3. Initiated an investigation to determine root causes that led to contamination of another avian influenza virus by the H5N1 virus.
4. Reported the incident through the proper channels to the select agent oversight body, APHIS.
5. Established a review group, under the direction of CDC’s associate director for science, to look at the systems, procedures, and personnel issues leading to this event and means of preventing similar events in the future. This review will be done in conjunction with the internal investigation and in coordination with the working group.
6. Undertaking appropriate personnel action expeditiously.
CThe DC has also implemented or is in the process of implementing the following key recommendations highlighted in the report to address the root causes of the anthrax incident:
• CDC will establish a CDC-wide single point of accountability for laboratory safety.
• The Bioterrorism Rapid Response and Technology (BRRAT) Laboratory will not be conducting work with any select agent[i] until a series of reviews and approvals are completed. BRRAT laboratory scientists do not have access to select agents, which have been placed in storage-only mode. These restrictions will remain in place until changes have been put in place to prevent similar future incidents.
• Appropriate personnel action will be taken with respect to individuals who contributed to or were in a position to prevent this incident.
• All inactivation procedures for laboratories working with select agents and other dangerous pathogens throughout CDC are being carefully reviewed and will be updated as needed.

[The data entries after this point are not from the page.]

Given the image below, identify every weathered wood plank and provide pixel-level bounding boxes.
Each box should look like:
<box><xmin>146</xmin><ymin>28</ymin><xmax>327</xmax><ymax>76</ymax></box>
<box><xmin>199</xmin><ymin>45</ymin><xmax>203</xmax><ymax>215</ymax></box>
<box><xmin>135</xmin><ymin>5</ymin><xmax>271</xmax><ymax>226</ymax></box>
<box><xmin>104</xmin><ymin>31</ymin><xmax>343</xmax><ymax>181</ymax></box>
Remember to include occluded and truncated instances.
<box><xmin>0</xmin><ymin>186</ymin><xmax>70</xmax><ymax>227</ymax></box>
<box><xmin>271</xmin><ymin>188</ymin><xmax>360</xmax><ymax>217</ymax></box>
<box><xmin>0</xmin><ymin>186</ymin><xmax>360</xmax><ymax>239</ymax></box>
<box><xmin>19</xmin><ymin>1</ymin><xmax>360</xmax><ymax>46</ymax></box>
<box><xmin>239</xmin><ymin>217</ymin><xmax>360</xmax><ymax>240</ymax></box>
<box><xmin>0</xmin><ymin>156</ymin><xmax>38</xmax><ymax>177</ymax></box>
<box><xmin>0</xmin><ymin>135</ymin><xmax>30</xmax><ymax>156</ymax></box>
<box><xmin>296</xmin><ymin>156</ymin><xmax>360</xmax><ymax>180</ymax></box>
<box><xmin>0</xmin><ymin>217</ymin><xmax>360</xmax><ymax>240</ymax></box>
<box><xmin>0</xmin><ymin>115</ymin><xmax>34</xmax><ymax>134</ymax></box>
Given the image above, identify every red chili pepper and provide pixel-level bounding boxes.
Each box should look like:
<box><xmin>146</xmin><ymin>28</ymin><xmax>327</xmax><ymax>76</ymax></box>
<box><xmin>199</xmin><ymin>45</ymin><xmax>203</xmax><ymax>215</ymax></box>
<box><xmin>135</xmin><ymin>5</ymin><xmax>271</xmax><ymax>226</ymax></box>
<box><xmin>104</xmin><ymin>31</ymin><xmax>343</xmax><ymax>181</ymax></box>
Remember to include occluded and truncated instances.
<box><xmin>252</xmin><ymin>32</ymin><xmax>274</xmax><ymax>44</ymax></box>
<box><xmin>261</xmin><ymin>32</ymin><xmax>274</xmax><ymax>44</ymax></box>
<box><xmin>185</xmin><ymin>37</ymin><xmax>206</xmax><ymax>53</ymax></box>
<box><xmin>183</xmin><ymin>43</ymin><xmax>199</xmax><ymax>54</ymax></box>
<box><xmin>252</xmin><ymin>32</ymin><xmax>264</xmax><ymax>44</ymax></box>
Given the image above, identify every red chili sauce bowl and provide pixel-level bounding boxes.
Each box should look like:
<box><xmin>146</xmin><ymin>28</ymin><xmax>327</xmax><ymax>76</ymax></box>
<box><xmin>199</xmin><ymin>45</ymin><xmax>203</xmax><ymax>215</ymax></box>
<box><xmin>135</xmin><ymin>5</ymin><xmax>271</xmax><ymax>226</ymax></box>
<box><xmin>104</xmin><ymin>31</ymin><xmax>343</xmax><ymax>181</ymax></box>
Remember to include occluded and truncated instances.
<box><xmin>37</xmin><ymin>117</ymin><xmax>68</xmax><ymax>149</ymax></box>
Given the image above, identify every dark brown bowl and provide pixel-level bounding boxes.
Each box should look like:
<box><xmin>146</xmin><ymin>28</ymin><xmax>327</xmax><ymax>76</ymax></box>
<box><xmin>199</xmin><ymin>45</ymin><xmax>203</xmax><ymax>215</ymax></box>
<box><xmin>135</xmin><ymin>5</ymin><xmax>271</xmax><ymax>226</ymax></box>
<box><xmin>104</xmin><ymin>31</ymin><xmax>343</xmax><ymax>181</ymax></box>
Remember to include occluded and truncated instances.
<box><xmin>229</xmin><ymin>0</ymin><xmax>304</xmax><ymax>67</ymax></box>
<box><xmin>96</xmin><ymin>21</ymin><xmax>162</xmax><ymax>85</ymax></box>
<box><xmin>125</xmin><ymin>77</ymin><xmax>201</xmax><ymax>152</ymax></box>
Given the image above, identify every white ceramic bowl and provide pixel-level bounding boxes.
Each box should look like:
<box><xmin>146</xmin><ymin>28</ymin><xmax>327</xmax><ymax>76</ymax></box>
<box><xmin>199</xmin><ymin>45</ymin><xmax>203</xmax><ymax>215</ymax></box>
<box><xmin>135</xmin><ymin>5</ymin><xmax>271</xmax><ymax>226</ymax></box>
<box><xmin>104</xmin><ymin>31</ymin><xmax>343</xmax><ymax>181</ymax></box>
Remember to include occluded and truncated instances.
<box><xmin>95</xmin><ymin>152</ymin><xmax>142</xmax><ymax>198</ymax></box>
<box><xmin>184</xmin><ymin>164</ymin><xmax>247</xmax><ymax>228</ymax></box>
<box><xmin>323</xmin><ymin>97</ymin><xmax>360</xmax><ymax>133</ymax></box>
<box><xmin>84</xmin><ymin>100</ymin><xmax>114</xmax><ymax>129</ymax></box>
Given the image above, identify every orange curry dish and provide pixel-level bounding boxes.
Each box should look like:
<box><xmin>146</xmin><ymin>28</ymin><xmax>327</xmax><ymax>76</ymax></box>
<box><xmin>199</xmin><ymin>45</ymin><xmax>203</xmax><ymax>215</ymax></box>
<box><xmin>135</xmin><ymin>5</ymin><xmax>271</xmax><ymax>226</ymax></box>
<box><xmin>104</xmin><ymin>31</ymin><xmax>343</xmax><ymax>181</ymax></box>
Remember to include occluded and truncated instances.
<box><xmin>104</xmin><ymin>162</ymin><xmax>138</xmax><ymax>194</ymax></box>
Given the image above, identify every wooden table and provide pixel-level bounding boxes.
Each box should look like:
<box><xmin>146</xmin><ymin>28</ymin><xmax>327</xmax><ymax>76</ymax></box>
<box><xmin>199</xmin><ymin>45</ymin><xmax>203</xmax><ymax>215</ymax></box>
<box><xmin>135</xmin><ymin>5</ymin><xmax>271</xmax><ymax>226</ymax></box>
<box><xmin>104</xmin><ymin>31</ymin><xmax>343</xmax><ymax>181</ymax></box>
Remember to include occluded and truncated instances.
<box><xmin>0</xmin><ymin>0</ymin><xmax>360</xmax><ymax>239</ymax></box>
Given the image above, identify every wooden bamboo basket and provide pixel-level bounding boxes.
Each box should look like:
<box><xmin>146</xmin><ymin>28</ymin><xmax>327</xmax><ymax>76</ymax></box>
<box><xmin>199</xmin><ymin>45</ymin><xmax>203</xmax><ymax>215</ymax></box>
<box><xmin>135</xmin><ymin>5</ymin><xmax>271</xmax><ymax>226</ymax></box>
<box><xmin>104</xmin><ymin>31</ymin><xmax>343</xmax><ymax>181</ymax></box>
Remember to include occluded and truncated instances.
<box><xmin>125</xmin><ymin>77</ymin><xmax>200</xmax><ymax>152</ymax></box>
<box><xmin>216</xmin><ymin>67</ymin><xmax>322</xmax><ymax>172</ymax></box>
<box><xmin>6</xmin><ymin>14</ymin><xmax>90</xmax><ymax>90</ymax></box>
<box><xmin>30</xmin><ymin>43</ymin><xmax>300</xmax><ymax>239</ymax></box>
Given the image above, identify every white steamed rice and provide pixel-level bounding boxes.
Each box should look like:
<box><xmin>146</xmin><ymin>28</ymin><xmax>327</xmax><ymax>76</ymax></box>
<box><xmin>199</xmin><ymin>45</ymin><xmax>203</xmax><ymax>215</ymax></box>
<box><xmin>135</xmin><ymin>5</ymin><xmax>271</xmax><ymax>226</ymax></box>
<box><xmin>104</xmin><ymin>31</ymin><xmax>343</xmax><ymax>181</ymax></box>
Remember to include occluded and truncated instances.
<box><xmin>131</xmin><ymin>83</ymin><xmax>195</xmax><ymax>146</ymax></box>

• CDC will improve its response to future internal incidents by the rapid establishment of an incident command structure, as CDC uses for external events.
• The implications for the use of select agents, including for CDC’s regulatory functions through CDC’s Division of Select Agents and Toxins will be carefully reviewed to incorporate any lessons learned.
The report details the specifics of the June incident. The incident originated when a biosafety level 3 (BSL3) laboratory at CDC prepared B. anthracis samples for use at lower biosafety levels (i.e., BSL 2) in other CDC labs where live bacteria are not required for the research. Preparation of bacteria in this manner is routinely done within the CDC campus; however, in this instance, the lab used a procedure that may not have adequately inactivated the samples. Thus, the potentially infectious samples were moved and used for experimentation by researchers in these lower biosafety level laboratories, who believing the samples were inactivated, were not wearing adequate personal protective equipment while handling the material.
The procedure used by CDC to deactivate the bacteria in this incident had been examined previously for effectiveness. Two laboratories, one at CDC and the other at the Michigan Department of Community Health, conducted experiments to determine the effectiveness of the formic acid/acetonitrile protein extraction procedure for inactivating B. anthracis. Both laboratories found that the extraction procedure completely inactivated preparations of B. anthracis cells after 10 minutes. However, these CDC experiments using B. anthracis spores showed that a very small number of spores remained viable, even after 24 hours of treatment with the extraction chemicals. This result is not unexpected as bacterial spores are typically much more resistant to chemical inactivation than bacterial cells. After the incident was recognized, environmental testing for B. anthracis was done in the three CDC BSL-2 laboratories that had received specimens from the BSL-3 laboratory to determine if any of the bacteria had been disseminated more broadly. No evidence of environmental contamination was found.
Although a sterility check done by the BSL-3 lab showed that the anthrax preparation had not been inactivated after a 10-minute extraction, the preparation had been extracted for 24 hours before transfer to the BSL-2 labs. At that point, all or the great majority of B. anthracis cells and spores would have been inactivated.